Last week I mentioned that I had a new feature in store for all of my readers. I’m calling this weekly addition to my blog Feature Friday. It’s an opportunity for me to introduce all of you to new bloggers you might not know and an opportunity for bloggers (especially new bloggers) to do some guest posting, gain exposure and meet new potential readers. I set up a whole new section with Guest Posting Information and a submission section. You can submit your Feature Friday posts here, as well. Feature Friday bloggers will also have their blog button displayed in the Sidebar with a link to their post in the sidebar here for the week.
Now, I’d like to introduce you to my very first Feature Friday Blogger. I don’t remember how I met her, but once I read her blog, I knew that I had to stick around. I know some of you know her, but for those of you who don’t, I encourage you to check out her blog. I’d like to introduce all of you to Robin from Farewell, Stranger!
Robin Farr is a woman, a writer, a wife, a runner, a communications professional, a speaker and a mom – chronologically, at least. She got mixed up philosophically during her struggle with postpartum depression but wrote her way out of it on her blog, Farewell, Stranger.
That experience, and a lifelong habit of finding inspiration in even the bad things that happen to her, led her to a new motto: “Live the life you’re meant to.” She’s now working on doing just that. You can find her on Twitter @FarewellStranger or on Facebook.
Four Years Apart
Before my son was born my husband and I figured we’d have two kids, about two years apart.
That didn’t happen.
I know lots of people have kids that close together (or with a shorter gap between them, even) but I honestly find it hard to figure out how they do that.

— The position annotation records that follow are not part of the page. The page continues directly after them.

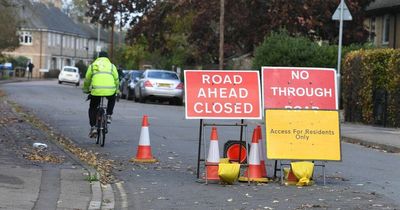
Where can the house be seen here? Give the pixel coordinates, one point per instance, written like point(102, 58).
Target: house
point(51, 39)
point(383, 23)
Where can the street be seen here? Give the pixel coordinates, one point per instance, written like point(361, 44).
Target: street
point(364, 179)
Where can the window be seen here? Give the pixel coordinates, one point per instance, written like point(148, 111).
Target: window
point(58, 39)
point(372, 30)
point(386, 29)
point(49, 39)
point(25, 38)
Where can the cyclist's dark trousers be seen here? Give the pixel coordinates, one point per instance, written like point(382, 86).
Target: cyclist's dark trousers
point(95, 102)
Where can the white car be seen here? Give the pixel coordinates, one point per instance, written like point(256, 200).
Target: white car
point(69, 74)
point(159, 84)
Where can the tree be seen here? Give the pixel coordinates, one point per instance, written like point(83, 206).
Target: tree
point(76, 9)
point(246, 24)
point(9, 39)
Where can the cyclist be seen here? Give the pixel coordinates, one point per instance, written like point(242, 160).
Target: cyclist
point(101, 80)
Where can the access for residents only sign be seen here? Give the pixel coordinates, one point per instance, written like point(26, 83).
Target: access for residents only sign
point(217, 94)
point(302, 134)
point(299, 88)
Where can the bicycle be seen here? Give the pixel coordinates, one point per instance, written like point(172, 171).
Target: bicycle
point(101, 123)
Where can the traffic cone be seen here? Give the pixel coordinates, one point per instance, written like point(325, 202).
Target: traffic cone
point(261, 146)
point(143, 154)
point(213, 157)
point(253, 172)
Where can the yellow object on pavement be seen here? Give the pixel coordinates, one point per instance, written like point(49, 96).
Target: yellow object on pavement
point(303, 171)
point(228, 172)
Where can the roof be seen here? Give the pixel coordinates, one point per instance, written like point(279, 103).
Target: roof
point(39, 16)
point(383, 6)
point(36, 15)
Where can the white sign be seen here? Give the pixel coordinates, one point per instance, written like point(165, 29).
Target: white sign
point(98, 48)
point(346, 13)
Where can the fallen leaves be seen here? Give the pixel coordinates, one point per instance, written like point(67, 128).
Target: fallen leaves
point(44, 156)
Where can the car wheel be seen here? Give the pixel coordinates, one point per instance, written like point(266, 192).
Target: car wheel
point(141, 98)
point(179, 102)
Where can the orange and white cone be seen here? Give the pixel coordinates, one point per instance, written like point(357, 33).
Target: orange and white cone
point(143, 154)
point(253, 172)
point(261, 147)
point(213, 156)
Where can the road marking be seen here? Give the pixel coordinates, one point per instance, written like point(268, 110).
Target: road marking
point(124, 200)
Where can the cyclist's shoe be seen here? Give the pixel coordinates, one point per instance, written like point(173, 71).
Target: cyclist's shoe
point(93, 132)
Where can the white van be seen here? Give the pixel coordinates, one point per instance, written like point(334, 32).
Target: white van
point(69, 74)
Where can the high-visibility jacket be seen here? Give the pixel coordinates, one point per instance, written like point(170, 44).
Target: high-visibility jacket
point(101, 78)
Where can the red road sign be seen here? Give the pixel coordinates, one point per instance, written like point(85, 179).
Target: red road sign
point(299, 88)
point(216, 94)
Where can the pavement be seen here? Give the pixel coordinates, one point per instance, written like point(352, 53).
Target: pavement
point(48, 177)
point(32, 179)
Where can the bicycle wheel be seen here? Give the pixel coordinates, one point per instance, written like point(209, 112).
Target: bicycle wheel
point(98, 134)
point(103, 131)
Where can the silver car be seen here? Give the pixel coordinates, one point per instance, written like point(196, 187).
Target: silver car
point(159, 84)
point(128, 83)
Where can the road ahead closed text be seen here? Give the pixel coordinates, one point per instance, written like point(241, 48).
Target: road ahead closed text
point(222, 94)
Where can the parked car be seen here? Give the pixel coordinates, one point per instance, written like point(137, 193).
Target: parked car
point(159, 84)
point(128, 82)
point(69, 74)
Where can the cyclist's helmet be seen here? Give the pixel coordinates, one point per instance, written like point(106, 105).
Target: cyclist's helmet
point(103, 54)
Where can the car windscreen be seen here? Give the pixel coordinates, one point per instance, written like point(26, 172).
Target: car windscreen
point(70, 70)
point(136, 74)
point(162, 75)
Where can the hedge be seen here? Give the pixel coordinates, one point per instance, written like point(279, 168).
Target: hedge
point(371, 87)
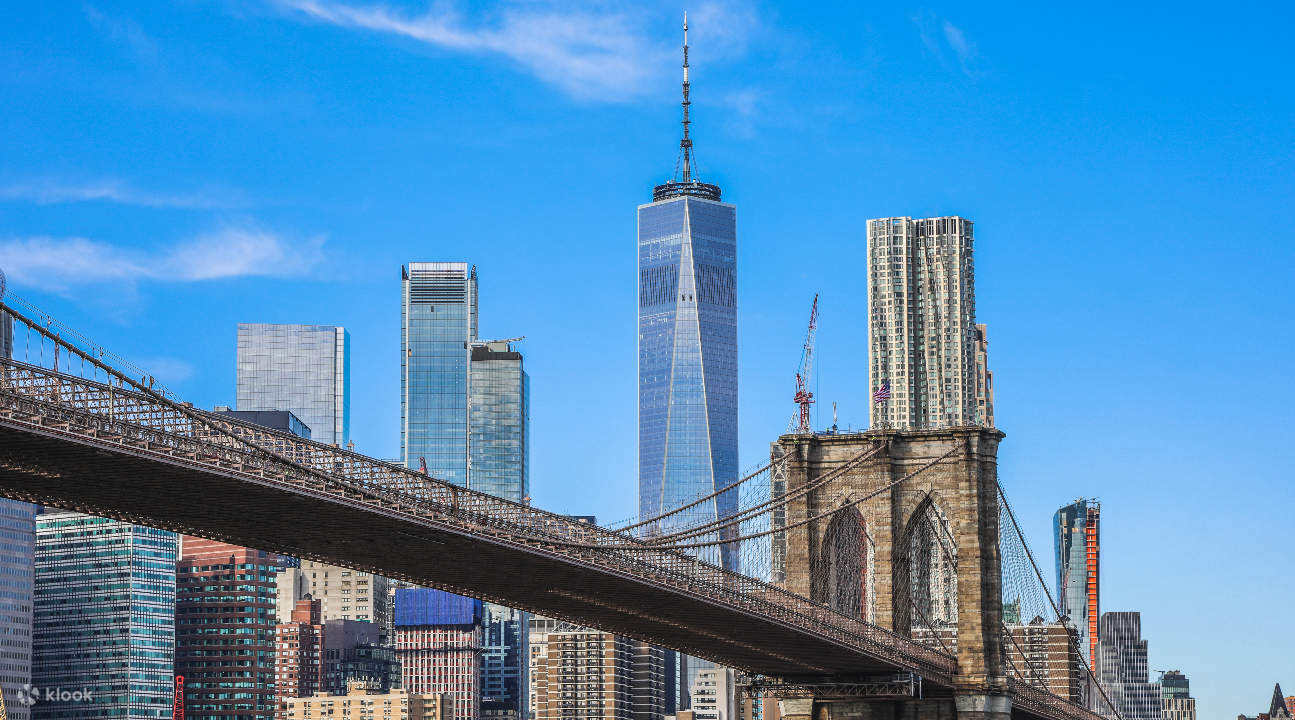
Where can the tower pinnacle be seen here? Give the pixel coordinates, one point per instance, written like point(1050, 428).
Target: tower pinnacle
point(685, 145)
point(684, 184)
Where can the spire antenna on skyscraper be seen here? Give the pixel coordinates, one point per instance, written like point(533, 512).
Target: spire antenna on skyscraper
point(685, 145)
point(684, 184)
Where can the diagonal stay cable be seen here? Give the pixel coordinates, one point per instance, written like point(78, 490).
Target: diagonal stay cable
point(1053, 602)
point(699, 500)
point(645, 547)
point(750, 513)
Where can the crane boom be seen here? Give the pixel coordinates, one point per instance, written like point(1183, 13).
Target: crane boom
point(803, 396)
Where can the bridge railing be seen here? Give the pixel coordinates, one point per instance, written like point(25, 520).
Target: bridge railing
point(149, 422)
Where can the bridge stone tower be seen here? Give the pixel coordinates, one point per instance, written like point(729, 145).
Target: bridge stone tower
point(920, 558)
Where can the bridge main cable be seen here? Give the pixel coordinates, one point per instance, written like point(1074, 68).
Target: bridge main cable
point(645, 547)
point(743, 516)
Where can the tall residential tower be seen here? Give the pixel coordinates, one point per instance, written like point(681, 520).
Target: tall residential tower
point(104, 618)
point(438, 325)
point(926, 354)
point(1076, 532)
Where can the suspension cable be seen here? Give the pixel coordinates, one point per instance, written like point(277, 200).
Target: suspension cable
point(743, 516)
point(645, 547)
point(699, 500)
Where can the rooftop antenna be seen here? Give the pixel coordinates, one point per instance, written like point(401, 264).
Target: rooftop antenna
point(685, 145)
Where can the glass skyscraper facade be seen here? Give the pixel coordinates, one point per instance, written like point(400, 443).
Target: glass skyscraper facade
point(686, 358)
point(1076, 543)
point(299, 368)
point(438, 325)
point(465, 413)
point(17, 558)
point(104, 618)
point(1122, 670)
point(499, 427)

A good friend of mine relished the idea of two under two, but the thought of it kind of makes me want to run away screaming.

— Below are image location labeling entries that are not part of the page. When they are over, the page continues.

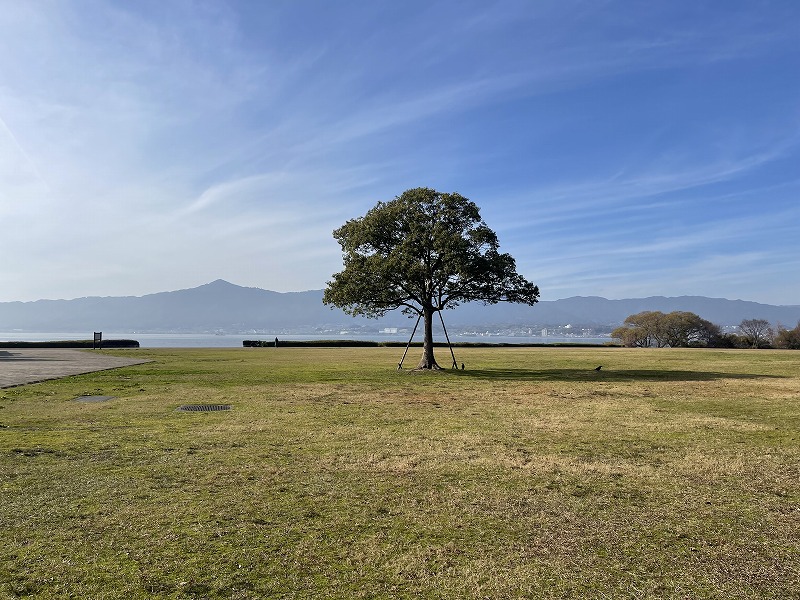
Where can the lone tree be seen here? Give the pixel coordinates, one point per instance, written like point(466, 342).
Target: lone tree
point(424, 251)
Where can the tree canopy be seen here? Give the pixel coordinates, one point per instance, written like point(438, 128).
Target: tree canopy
point(423, 252)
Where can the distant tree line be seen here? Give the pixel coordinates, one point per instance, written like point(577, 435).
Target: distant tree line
point(655, 329)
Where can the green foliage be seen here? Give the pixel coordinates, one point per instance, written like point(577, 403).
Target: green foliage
point(423, 252)
point(788, 338)
point(422, 249)
point(757, 332)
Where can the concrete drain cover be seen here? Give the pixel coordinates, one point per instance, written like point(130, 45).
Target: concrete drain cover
point(204, 407)
point(93, 398)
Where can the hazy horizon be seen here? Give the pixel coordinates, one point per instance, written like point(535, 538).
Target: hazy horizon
point(619, 150)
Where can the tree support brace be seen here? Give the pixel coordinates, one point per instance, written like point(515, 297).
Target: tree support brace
point(447, 337)
point(400, 364)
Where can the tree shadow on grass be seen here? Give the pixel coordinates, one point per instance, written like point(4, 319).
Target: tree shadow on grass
point(609, 375)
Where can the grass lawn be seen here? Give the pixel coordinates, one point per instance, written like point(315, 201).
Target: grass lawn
point(669, 473)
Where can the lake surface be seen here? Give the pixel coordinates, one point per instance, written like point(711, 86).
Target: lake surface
point(207, 340)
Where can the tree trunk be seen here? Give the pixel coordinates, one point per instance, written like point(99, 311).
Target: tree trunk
point(428, 361)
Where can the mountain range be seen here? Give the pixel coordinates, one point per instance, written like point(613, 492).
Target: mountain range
point(223, 306)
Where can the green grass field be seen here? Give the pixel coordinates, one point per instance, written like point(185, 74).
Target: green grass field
point(667, 474)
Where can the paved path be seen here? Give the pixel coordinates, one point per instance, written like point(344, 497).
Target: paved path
point(20, 366)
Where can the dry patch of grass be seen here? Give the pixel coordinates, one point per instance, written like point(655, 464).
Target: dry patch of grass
point(666, 474)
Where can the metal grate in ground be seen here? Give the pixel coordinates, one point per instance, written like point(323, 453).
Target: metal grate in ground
point(204, 407)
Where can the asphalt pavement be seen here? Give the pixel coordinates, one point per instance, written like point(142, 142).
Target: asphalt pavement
point(23, 366)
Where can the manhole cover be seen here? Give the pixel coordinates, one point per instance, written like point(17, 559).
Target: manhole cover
point(204, 407)
point(93, 398)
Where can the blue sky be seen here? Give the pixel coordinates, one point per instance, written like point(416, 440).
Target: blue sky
point(619, 149)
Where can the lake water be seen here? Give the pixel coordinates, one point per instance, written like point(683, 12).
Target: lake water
point(206, 340)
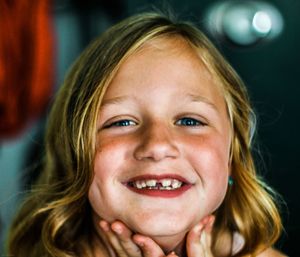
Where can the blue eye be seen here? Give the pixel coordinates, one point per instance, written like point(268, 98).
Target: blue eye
point(189, 122)
point(121, 123)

Part of the reason we didn’t have another in our expected timeframe is that I experienced postpartum depression (PPD) after my son was born. He was a few months old before it really kicked in, and it took me almost three years to get it properly treated. My son turned three in June, so it’s very recent that I actually really felt like I’d recovered.
So while we certainly weren’t in a position to be thinking about a second before he was even 18 months old (in order to make that two-year spacing happen), we did start to think about a second around the time of his second birthday. But then I had a rough patch. And then I changed medication. And then I took some time off work. And now all of a sudden my first child is over 3 and all the notions I had about the right spacing for us have been abandoned on the side of PPD highway.
It’s a constant math game for me – if I get pregnant now he’ll be 3½ when the baby is born. If I get pregnant now he’ll just be turning 4. Well, if I get pregnant today (which is not going to happen anyway) baby #2 would be due on July 12, 2012, which is a month after my son’s fourth birthday.
I never, ever imagined having kids four years apart.
The usual disclaimers apply, of course – there’s nothing wrong with that age gap, I’m not judging those who space their kids farther apart (or closer together), yadda yadda yadda. Everyone has to do what’s right for their family.
Some of us have to accept the gap we’re given, too. I have no idea when we’ll have a second child. I have no idea if we’ll have a second child. We’ve been trying since June, sort of, if you consider what have been somewhat half-hearted attempts resulting from house-renovation tiredness to be “trying.”
Maybe we’re not meant to have two children right now. Or maybe we’re not meant to have two children at all. It’s just that the thought of only having one makes me a little weepy.
I grew up the oldest of four kids, and while I never envisioned having that many children, I used to think three would be great. My husband was adamant that two was enough, thank you very much, and after we had our first I realized he was probably right. But even after my horrible experience with PPD, I do still want a second.
We’re planning to move and I’m not yet willing to get rid of all the baby things, even if I have to pay a mover to haul it 600 miles only to sell it on the other end. The thought of being done with all those new-baby experiences makes me sad. But at the same time, with my son potty trained and in preschool, I do wonder if I’m up for a brand new baby. The greater the gap, the harder it seems to do all that again.
For now we’ll keep trying. If we have a second, that will be great. But if we don’t, the one kid I’ve got now is pretty great too.